Na abertura do pavilhão brasileiro na Feira Industrial de Hannover, na Alemanha, o presidente Luiz Inácio Lula da Silva (PT) afirmou nesta segunda-feira (20) que o Brasil quer assumir protagonismo global na transição energética e se consolidar como parceiro estratégico da Europa em inovação, indústria limpa e desenvolvimento sustentável. Diante de autoridades brasileiras e alemãs, o petista defendeu que o país deixou de aceitar o papel secundário que historicamente lhe foi atribuído e quer disputar espaço entre as economias mais avançadas do mundo.
Recebido com honras pelo chanceler da Alemanha no Palácio de Herrenhausen, Friedrich Merz, o presidente aproveitou a viagem para assinar dez acordos bilaterais em inovação, defesa, energia limpa e sustentabilidade.
Ao apresentar o Brasil na maior feira industrial do planeta, Lula destacou a combinação entre base tecnológica, capacidade produtiva e potencial energético como trunfos para essa nova fase. “O Brasil é um país que quer se transformar numa economia rica.

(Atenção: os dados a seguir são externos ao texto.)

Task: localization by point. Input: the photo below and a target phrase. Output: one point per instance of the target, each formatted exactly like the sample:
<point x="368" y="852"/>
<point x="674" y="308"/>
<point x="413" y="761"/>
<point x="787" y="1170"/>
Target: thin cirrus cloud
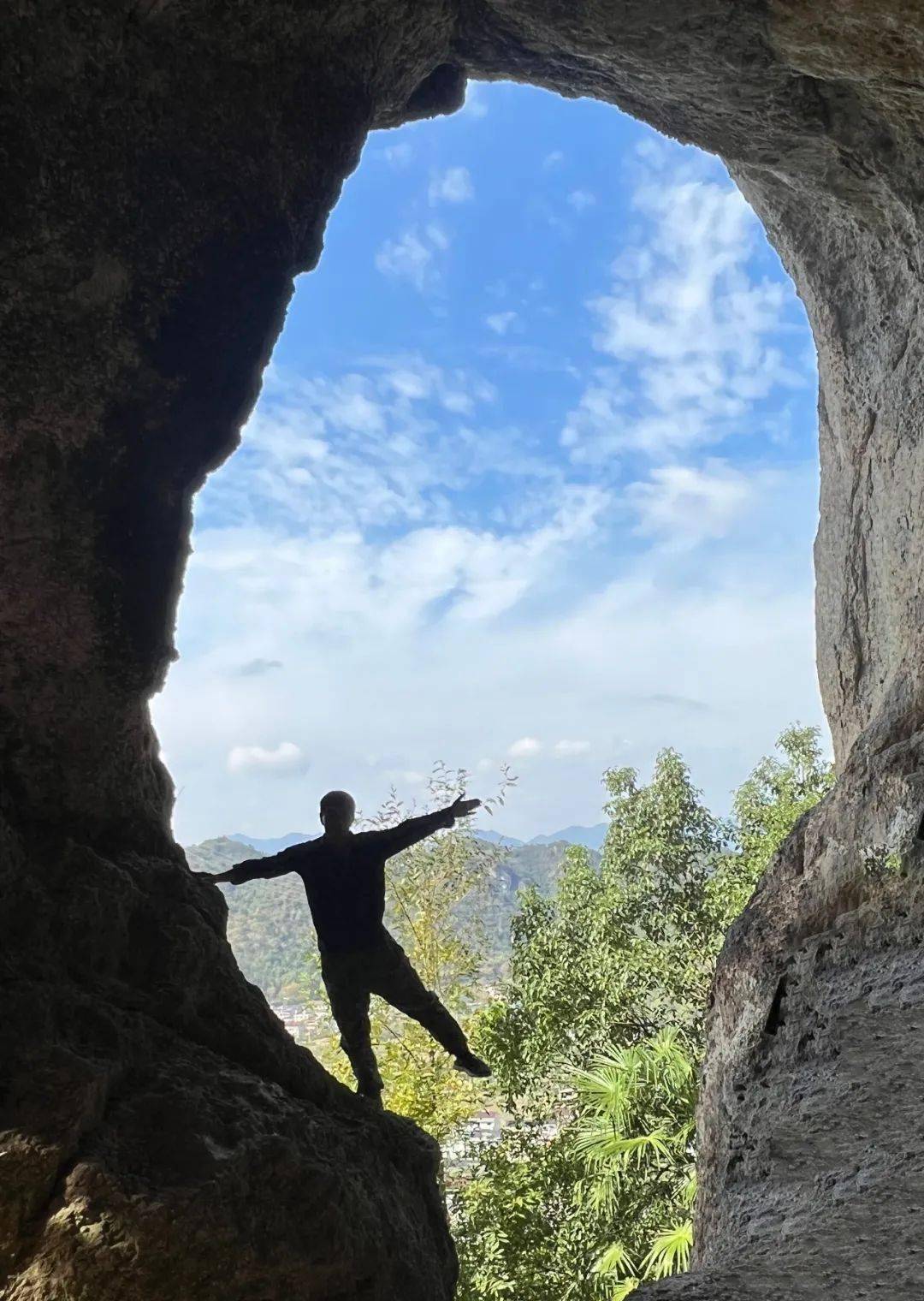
<point x="413" y="257"/>
<point x="581" y="199"/>
<point x="688" y="504"/>
<point x="571" y="748"/>
<point x="693" y="337"/>
<point x="453" y="185"/>
<point x="258" y="667"/>
<point x="500" y="322"/>
<point x="285" y="760"/>
<point x="441" y="572"/>
<point x="525" y="748"/>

Nós cansamos de ser tratados como um país pobre e um país pequeno”, afirmou.
Em seguida, citou empresas estratégicas para sustentar esse discurso: “Nós temos uma boa base intelectual, nós temos uma boa base tecnológica, nós temos empresas extraordinárias como a Petrobras, nós temos empresas como a Embraer, que é a terceira maior produtora de avião do mundo. E nós temos a capacidade de compartilhar com a Alemanha coisas em toda a América do Sul. E por que não dizer, a gente começar a olhar para o continente africano”.
O eixo central da fala foi a ambição brasileira de liderar a economia verde. Lula afirmou que o país reúne condições únicas para se tornar referência mundial no fornecimento de energia limpa e combustíveis renováveis. Veja a fala de Lula na abertura do Estande do Brasil na Feira de Hannover:
“O Brasil fala que será uma potência mundial na transição energética e que será uma potência mundial na oferta de combustível renovável ao mundo. Nós não estamos falando pouca coisa”, declarou. Segundo ele, cerca de 90% da matriz elétrica brasileira é renovável, o que dá ao país uma vantagem competitiva importante diante de economias mais industrializadas.

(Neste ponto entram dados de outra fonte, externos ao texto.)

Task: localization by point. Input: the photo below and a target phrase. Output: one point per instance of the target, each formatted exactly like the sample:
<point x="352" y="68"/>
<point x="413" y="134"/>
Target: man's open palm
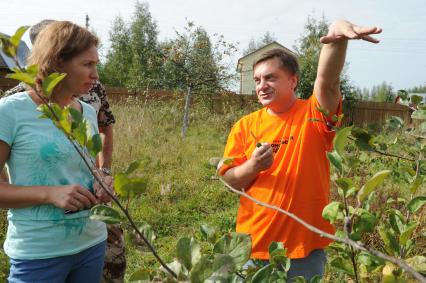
<point x="344" y="29"/>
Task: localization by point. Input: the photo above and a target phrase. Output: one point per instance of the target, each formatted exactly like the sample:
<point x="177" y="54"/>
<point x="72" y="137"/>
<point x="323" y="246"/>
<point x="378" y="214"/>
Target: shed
<point x="7" y="63"/>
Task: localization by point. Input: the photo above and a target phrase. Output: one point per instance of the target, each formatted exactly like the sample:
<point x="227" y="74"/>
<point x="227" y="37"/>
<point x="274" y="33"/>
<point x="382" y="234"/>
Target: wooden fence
<point x="358" y="113"/>
<point x="367" y="112"/>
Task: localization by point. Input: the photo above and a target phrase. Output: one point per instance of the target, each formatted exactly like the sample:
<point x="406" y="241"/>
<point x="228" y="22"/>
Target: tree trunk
<point x="186" y="112"/>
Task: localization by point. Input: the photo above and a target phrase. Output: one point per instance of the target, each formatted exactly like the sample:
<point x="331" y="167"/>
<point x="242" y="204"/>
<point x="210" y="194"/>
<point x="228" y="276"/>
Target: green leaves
<point x="343" y="265"/>
<point x="51" y="82"/>
<point x="94" y="144"/>
<point x="336" y="160"/>
<point x="395" y="122"/>
<point x="236" y="245"/>
<point x="105" y="213"/>
<point x="277" y="255"/>
<point x="27" y="76"/>
<point x="217" y="268"/>
<point x="372" y="184"/>
<point x="10" y="45"/>
<point x="389" y="239"/>
<point x="133" y="167"/>
<point x="419" y="115"/>
<point x="341" y="140"/>
<point x="140" y="276"/>
<point x="16" y="38"/>
<point x="208" y="233"/>
<point x="126" y="186"/>
<point x="333" y="211"/>
<point x="363" y="139"/>
<point x="188" y="252"/>
<point x="416" y="203"/>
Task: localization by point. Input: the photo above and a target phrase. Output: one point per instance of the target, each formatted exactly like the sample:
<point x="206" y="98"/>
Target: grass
<point x="181" y="193"/>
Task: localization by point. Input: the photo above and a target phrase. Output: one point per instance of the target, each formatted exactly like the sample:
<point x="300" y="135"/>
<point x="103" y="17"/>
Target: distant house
<point x="6" y="63"/>
<point x="245" y="67"/>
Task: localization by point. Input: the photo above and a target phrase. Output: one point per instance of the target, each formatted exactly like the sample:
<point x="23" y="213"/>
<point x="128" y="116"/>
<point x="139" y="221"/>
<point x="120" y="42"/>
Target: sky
<point x="399" y="59"/>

Ao defender a competitividade nacional, o presidente propôs comparar diretamente os combustíveis produzidos no Brasil com os de outros mercados. “Vamos fazer uma comparação entre os combustíveis brasileiros e os combustíveis alemães ou qualquer outro combustível de outro país, para que a gente possa ver qual é o combustível que emite menos CO2”, disse.

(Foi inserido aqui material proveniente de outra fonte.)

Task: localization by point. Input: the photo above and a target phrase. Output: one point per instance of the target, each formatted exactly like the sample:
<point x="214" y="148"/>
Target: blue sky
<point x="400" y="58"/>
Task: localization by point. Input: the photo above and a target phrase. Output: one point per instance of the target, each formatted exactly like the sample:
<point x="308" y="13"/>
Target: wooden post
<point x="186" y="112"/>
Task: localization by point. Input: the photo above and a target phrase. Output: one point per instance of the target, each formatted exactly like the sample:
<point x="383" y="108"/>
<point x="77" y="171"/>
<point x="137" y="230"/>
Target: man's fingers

A fala foi apresentada como exemplo do potencial brasileiro para ampliar soluções sustentáveis no transporte de carga e reduzir emissões sem abrir mão de competitividade industrial.
Lula também afirmou que a participação do Brasil em Hannover não tem apenas caráter expositivo, mas estratégico: “Viemos aqui para aprender aquilo que a indústria mundial tem de novidade para o mundo. Segundo, aprender com a capacidade tecnológica e produtiva do povo alemão. Terceiro, mostrar aquilo que nós somos capazes de fazer e aquilo que a gente pode compartilhar e pode construir junto”.
Ao encerrar, apostou no aprofundamento da relação bilateral: “Depois da participação do Brasil nesta feira, a relação Alemanha e Brasil nunca mais será a mesma”.